Grimalkin cats were predatory animals. Different to normal cats, so different. Usually they had bright blue eyes. Eyes so shocking it was as if someone had reached down and put stars in them. A blue star on a pure black night, but this one didn’t have that. He didn’t have eyes at all, just empty dark sockets.
Diana took a step around Finn, and the cat moved and hissed at her. She put a hand up. “Easy.”
Something black and liquid oozed off the cat’s body and into a small pool on the counter top. The cat didn’t have a side. Where its fur should have been there was a hollow arch. Bones jutted out, dark, grey bones with bits of partially rotted flesh hanging from it. Its tail, long and whipping, Diana realised, was decayed to the bone.
This wasn’t just a grimalkin cat. No. This was an already dead grimalkin cat.
It made a noise from its non-existent throat and shook its head as if it was trying to wake itself up or come back to life. That was it, wasn’t it? This was James. Ah, shit. How did she miss it?
He was a necromancer. His power was to raise the dead, but he needed potions and different rituals for it. It was only on rare occasions he could do it with nothing. And even rarer occasions he could do it by accident. He’d raised the family dog once, he’d told her. Scared the life out of his mother when Bruno had come trotting back in, all maggots and shit like that.
He needed to set the animal down, to free its soul from its body again. Poor thing.
“Watch the cat,” she said to Finn.
James hadn’t moved, but he made a low noise in his throat like a hum. She dropped to her knees beside him. “James? James … I need you to wake up. James?”

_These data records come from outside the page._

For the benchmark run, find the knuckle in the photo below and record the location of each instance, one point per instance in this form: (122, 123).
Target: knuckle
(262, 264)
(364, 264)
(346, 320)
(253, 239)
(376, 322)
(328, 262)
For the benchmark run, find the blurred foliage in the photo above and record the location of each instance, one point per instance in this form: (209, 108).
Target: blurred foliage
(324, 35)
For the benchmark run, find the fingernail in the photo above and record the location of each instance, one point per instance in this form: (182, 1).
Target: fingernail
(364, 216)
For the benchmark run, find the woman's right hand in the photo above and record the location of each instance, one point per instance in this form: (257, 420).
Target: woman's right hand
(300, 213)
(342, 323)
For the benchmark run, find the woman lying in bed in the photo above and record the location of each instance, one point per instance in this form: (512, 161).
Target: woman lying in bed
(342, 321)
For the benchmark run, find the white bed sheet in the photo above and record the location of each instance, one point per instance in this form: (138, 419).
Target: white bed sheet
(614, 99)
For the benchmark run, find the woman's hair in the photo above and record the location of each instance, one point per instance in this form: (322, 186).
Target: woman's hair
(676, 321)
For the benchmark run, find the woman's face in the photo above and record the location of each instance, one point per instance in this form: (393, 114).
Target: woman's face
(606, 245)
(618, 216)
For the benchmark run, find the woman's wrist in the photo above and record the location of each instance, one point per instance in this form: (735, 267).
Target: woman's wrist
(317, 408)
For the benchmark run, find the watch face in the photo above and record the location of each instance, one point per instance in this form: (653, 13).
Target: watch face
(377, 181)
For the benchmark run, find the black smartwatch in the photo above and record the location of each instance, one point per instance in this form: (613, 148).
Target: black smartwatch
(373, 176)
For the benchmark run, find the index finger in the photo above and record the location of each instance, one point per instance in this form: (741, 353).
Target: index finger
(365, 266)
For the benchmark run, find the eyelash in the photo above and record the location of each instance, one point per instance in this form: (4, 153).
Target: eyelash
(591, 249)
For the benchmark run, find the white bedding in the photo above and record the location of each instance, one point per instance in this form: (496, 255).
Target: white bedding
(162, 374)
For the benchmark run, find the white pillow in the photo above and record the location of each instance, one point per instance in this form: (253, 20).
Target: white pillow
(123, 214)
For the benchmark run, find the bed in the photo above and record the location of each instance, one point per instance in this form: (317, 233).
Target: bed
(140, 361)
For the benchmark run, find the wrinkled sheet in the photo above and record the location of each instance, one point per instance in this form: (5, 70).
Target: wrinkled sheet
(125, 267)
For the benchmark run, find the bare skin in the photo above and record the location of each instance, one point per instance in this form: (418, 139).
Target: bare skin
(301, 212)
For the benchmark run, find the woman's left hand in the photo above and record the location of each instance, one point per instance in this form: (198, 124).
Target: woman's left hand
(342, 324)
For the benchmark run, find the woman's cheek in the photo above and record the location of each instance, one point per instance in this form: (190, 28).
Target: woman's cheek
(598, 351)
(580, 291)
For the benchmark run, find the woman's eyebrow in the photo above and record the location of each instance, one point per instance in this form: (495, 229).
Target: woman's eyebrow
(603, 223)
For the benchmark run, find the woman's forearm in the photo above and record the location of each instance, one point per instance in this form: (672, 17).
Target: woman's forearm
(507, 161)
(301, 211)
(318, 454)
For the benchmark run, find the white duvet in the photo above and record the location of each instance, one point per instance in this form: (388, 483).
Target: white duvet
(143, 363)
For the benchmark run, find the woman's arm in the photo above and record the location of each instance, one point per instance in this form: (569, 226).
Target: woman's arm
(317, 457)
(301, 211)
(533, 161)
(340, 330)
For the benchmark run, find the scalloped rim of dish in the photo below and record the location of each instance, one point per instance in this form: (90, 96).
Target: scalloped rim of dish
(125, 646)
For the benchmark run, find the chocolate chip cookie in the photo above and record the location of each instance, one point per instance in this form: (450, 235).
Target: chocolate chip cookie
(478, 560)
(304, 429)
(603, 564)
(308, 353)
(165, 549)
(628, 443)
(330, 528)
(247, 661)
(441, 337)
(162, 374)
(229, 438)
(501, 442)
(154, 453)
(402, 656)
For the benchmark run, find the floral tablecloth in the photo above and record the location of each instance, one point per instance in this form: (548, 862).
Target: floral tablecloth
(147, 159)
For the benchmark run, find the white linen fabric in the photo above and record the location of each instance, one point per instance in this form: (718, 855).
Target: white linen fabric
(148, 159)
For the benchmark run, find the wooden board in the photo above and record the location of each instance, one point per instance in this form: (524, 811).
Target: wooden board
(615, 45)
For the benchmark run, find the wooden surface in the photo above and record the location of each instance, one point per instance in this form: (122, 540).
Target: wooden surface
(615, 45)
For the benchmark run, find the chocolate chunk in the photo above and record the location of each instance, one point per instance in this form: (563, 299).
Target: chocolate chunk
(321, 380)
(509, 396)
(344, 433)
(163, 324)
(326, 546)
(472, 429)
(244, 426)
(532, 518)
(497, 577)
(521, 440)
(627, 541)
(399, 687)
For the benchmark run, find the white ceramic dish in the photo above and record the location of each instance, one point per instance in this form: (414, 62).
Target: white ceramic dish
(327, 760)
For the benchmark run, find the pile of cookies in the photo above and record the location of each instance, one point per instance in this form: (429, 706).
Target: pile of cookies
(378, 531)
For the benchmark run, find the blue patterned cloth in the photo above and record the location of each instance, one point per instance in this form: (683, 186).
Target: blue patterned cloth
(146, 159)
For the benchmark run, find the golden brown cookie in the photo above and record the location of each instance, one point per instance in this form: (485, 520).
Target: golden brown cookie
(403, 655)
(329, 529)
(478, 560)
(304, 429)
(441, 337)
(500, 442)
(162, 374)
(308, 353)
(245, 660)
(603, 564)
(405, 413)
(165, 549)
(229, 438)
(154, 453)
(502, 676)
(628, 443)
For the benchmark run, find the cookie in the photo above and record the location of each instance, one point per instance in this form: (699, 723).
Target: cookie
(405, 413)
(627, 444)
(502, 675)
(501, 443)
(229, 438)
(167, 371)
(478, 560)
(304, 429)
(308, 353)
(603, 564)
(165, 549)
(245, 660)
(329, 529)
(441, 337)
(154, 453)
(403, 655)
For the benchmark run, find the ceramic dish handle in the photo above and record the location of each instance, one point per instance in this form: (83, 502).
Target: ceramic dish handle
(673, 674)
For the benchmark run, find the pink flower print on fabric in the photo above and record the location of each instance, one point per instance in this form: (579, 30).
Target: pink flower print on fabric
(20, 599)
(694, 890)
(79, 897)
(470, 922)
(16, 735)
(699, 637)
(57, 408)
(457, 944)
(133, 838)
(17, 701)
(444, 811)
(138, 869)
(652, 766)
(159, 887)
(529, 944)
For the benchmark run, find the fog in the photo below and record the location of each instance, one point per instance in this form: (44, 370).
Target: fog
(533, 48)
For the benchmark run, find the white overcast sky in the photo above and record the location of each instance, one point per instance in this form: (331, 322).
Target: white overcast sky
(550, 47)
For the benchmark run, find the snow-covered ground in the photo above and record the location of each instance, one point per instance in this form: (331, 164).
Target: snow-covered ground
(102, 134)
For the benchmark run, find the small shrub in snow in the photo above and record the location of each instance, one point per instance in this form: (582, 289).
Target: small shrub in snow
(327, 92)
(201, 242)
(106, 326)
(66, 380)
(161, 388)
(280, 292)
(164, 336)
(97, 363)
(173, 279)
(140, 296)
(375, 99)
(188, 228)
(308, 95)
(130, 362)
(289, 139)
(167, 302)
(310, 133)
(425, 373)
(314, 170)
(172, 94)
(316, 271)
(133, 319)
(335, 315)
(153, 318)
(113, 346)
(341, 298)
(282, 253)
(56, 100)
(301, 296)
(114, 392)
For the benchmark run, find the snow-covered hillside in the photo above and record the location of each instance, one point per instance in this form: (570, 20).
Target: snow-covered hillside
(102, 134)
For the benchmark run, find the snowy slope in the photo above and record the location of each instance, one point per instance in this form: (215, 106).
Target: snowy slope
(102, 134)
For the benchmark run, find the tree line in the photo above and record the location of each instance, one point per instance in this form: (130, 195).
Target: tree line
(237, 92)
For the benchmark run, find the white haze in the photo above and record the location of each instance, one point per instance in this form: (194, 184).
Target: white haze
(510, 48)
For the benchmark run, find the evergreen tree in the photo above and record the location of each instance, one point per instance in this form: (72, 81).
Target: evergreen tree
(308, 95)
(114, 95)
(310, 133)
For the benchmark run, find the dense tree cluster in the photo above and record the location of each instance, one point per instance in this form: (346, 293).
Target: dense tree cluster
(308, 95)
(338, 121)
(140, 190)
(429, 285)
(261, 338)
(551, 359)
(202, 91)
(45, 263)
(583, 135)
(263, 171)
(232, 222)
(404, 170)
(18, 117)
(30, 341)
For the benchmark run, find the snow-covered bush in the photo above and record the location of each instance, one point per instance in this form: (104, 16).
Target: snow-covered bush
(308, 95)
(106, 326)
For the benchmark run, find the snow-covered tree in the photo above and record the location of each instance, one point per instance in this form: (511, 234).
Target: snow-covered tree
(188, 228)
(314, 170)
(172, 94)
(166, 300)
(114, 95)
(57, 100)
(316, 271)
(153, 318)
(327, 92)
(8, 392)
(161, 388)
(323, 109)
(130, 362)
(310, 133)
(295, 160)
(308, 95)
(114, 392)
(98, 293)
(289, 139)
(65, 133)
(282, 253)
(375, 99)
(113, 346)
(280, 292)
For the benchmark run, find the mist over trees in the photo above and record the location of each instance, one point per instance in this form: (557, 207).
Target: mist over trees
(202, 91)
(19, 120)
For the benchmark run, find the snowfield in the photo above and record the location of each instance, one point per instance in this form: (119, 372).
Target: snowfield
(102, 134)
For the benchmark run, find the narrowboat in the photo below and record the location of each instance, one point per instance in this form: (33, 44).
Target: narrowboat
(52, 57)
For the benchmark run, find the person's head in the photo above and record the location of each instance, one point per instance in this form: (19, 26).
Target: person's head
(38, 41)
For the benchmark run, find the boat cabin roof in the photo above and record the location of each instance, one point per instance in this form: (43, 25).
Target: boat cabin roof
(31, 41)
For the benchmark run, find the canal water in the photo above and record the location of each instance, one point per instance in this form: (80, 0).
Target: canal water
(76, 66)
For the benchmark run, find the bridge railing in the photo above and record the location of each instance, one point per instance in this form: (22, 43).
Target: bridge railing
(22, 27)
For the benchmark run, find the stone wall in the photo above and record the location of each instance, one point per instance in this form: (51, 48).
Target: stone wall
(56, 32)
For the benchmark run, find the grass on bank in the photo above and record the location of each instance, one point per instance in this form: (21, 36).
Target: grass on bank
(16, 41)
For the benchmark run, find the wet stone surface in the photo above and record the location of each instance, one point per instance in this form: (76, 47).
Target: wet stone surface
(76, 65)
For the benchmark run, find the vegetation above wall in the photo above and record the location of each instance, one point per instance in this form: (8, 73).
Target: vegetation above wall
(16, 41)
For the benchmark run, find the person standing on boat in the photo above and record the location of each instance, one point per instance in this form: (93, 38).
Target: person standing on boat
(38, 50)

Finn backed up, and she wasn’t shocked to see the grimalkin at the door. The dead always went to their masters.
“Oh, God. James, come on. Wake up.” She shook him hard, harder than she would have. “James. Come on … wake the hell up.”
The cat moved closer. Finn snarled.
“James,” she yelled.
He jumped. “What is it?” he asked, voice full of sleep, eyes fighting to open.
“There’s a cat. A dead cat.”
“What?” He rubbed his eyes, forced himself up, wobbled, fell back and pushed again. “A cat? I …”
“You’ve raised a damn grimalkin.” It was near to his feet. It had no internal organs. Just dust and rot. Diana was sure if she touched it, it would be just a dried-up husk. This grimalkin had been dead a while. God knows where in the house it had come from. “James …”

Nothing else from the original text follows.